Tem o objetivo de devolver o poder de compra da moeda, corroído pela inflação. IV. Honorários advocatícios

Enunciado 161 do CJF: Para a cobrança de honorários advocatícios é necessário a atuação do profissional da advocacia. Portanto, uma empresa de cobrança não pode cobrá-los. A verba de honorários sucumbenciais pertence ao advogado (art. 23, Lei 8.906/94). Na ação de indenização, faz parte do dano os honorários advocatícios desembolsados pela vítima. Enunciado 426 do CJF: A verba de suculência do Estatuto de Advocacia não se confunde com a verba do art. 389 do CC. A posição foi referendada pelo STJ no REsp 1.134.725/ MG. Espécies de inadimplemento O critério de diferenciação das espécies de inadimplemento é o da utilidade, que deve ser analisado à luz da boa-fé objetiva, verificada no caso concreto. Inadimplemento absoluto: se a prestação se tornar inútil após o inadimplemento. Ex.: vestido de noiva. Inadimplemento relativo: a prestação ainda é útil ao credor após o vencimento. Está existindo apenas uma demora no cumprimento da obrigação. Ex.: dinheiro para banco. Mora

Ocorre nos casos de inadimplemento relativo. Espécies de mora

Mora accipiendi - mora do credor ou mora creditoris. Mora solvendi - mora do devedor ou mora debitoris. Mora ex re - mora automática. Dies interpelat pro omine: no dia seguinte ao vencimento, automaticamente, ocorre a mora.
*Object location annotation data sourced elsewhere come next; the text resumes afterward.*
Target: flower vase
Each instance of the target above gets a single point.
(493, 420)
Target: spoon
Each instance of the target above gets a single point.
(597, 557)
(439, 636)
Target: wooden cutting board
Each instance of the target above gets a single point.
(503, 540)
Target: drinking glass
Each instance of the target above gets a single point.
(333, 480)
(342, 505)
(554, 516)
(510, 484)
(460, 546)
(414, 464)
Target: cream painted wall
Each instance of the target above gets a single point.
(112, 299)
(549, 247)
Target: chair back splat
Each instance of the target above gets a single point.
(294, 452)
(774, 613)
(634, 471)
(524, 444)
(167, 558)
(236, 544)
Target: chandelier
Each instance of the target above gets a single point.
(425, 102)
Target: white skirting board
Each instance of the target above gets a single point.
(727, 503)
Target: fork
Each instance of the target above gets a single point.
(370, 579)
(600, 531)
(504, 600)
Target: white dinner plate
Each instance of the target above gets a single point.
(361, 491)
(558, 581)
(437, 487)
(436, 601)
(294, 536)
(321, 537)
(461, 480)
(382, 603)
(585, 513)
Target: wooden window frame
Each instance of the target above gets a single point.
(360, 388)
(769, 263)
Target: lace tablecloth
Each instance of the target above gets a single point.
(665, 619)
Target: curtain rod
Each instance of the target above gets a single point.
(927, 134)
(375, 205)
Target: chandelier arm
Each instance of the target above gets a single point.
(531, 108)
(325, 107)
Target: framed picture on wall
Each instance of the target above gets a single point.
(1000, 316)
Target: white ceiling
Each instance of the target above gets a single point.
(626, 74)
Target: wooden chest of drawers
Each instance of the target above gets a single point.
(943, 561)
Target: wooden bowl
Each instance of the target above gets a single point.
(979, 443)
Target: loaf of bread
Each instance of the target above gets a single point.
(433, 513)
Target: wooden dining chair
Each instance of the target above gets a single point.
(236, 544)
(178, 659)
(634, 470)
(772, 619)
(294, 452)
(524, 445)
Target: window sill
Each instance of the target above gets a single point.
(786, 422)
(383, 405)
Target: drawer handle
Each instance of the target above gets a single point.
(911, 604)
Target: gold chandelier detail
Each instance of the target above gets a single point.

Mora ex personae - exige a interpelação, pois não há vencimento da prestação.

Adimplemento substancial

Tem origem na Inglaterra com o nome de substantial performance. Essa tese não encontra nenhum parâmetro legal no ordenamento, mas o STJ vem entendendo que há aplicação no Brasil por força dos arts. 421 e 422 do Código Civil. É o adimplemento parcial próximo do total, que retira do credor um dos efeitos da mora, que é o direito de exigir a extinção do contrato. Ex.: pagamento de 75 parcelas do total de 80, diversamente do pagamento de somente 05 parcelas do mesmo total. O STJ entende que nos contratos de seguro de veículos, com o pagamento de 03 das 04 parcelas obstam a extinção do contrato pela seguradora, restando somente a cobrança da quarta parcela, não podendo se imiscuir de uma possível indenização ao segurado.